Bu köşemde, bir önceki "ETİK KURUL" ismi altında kaleme aldığım yazımda, tıp fakültelerinin olmazsa olmazı, araştırma projeleri ile ilgili olarak, Sağlık Bakanlığının tasvip etmediğim uygulamalarını dile getirmiştim. Konunun hassasiyeti, birçok öğretim üyesi ve akademisyen tarafından fark edilmiş olmalı ki, makale yayınlanır yayınlanmaz, kısa bir süre içerisinde bile, bu hususta destekleyici birçok telefon ve elektronik posta mesajları aldım. Gönül ister ki, akademik hayatımızın haysiyyet ve onurunun önemli bir kısmını temsil eden bu "Etik Kurul" konusunda, aynı duyarlılığı, tıp fakültelerimizin ve üniversitelerimizin yetkili organları da göstersin ve hatadan dönülmesi için, gerek YÖK ve gerekse Bakanlık nezdinde girişimlerde bulunsunlar.

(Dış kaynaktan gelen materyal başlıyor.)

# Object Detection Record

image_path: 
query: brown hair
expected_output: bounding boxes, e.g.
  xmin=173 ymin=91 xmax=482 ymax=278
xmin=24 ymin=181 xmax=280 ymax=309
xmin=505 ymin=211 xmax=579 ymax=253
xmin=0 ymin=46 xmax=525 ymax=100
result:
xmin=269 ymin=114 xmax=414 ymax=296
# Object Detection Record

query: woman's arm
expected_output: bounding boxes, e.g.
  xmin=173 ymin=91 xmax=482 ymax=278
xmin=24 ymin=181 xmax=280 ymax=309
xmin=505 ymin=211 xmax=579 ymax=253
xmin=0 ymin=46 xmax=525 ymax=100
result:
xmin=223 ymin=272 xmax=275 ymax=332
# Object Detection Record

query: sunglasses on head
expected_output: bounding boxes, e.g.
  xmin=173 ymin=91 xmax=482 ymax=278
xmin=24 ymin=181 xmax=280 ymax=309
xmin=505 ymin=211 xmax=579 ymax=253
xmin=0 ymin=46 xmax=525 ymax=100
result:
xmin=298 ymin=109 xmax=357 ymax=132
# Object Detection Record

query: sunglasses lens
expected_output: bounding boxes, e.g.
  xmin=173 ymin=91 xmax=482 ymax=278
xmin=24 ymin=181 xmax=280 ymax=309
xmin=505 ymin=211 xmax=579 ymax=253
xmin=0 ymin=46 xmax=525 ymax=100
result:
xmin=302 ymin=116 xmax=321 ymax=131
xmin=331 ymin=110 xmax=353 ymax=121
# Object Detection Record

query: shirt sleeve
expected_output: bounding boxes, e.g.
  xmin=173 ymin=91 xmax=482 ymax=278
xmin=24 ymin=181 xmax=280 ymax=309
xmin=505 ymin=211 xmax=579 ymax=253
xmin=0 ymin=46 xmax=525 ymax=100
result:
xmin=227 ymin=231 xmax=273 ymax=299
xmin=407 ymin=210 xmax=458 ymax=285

Sayın Prof. Dr. Ali Çetin Bey’in gönderdiği nazik e-postası ile benim değinmediğim, gözümden kaçan bir husus, "araştırmaya dâhil edilen kişilere sigorta yapılması zorunluluğu" konusu dile getirildi. Çok önemli olan bu durumu hatırlattığı için hem kendisine teşekkür etmek ve hem de konuyu tekrar dile getirerek gündemde tutmak açısından, mesajını olduğu gibi, sizinle paylaşmak istiyorum.
"Gerçekten de çok kişinin düşünmediği, ama temelde sağlık, sağlık bilimleri ve fen bilimlerinin izin aldığı hayvan ve insan etik kurullarının çalışması, son yıllarda araştırmacıları desteklemekten çok, kösteklemek üzerine yoğunlaşmıştır. Değinmediğiniz birşey de, Ankara’dan etik kurul onayı alırsanız, araştırmaya alınan kişileri sigortalamak zorunluluğudur ki, bu tek başına 10 bin AVRO’yu geçebilmektedir. Hatta iki ameliyat tekniğini prospektif karşılaştırmaya kalkarsanız, size bu ameliyat ücretlerini, SGK yakında siz ödeyin, diyecektir. Kaş yapayım derken, tıp fakültelerinin gözü çıkarılmaktadır. Araştırma kösteklenirken, Tam Gün’le birlikte araştırmadan daha fazla gelir elde edileceğini sanmak, ne derece doğrudur.
Tıp fakültesi öğretim üyeleri, boşu boşuna Tam Gün’de alınacağını sandıkları tavan ücretlerini kafasından geçirerek, "Tam Gün’e ben geçerim" demektedir. İşin boyutları göründüğü kadar basit değildir. YÖK bu konuda sorunun çözümüne katkı yapmalıdır. Dünyada örneği olmayan merkezi insan etik kurulları prestijimizi uluslararası düzeyde de sarsacaktır.
Sayın Hocam; şiir de çok güzel, ama altına biraz tercüme koysaydınız, belki daha iyi tad alırdık, çok güzel bulmuşsunuz. Saygılar
Prof. Dr. Ali Çetin, Cumhuriyet Üniversitesi Tıp Fakültesi, Sivas."
Vakit geçirmeden, üniversitelerimizi ve özellikle tıp, diş hekimliği, veteriner ve eczacılık fakültelerimizin yetkili organlarının, bir an önce üzerlerine düşen sorumlulukları gereği, girişimlerde bulunmalarını ve sorunu çözmelerini bekliyoruz.
Bu sefer, özel istek üzerine, anlaşılması ve yorumlanması daha kolay bir rubai ile sözümüzü bağlıyalım.
YARE YETER
Naz, sitem, cefa, elem, keder, ağyare yeter.
Cananıma yazılmış "NEFES" de, Yare yeter.
Sancılı soluklarım, kafi gelmezse bile,
"Yüzündür Cihanı…" ve "Semt-i Dildare…" yeter.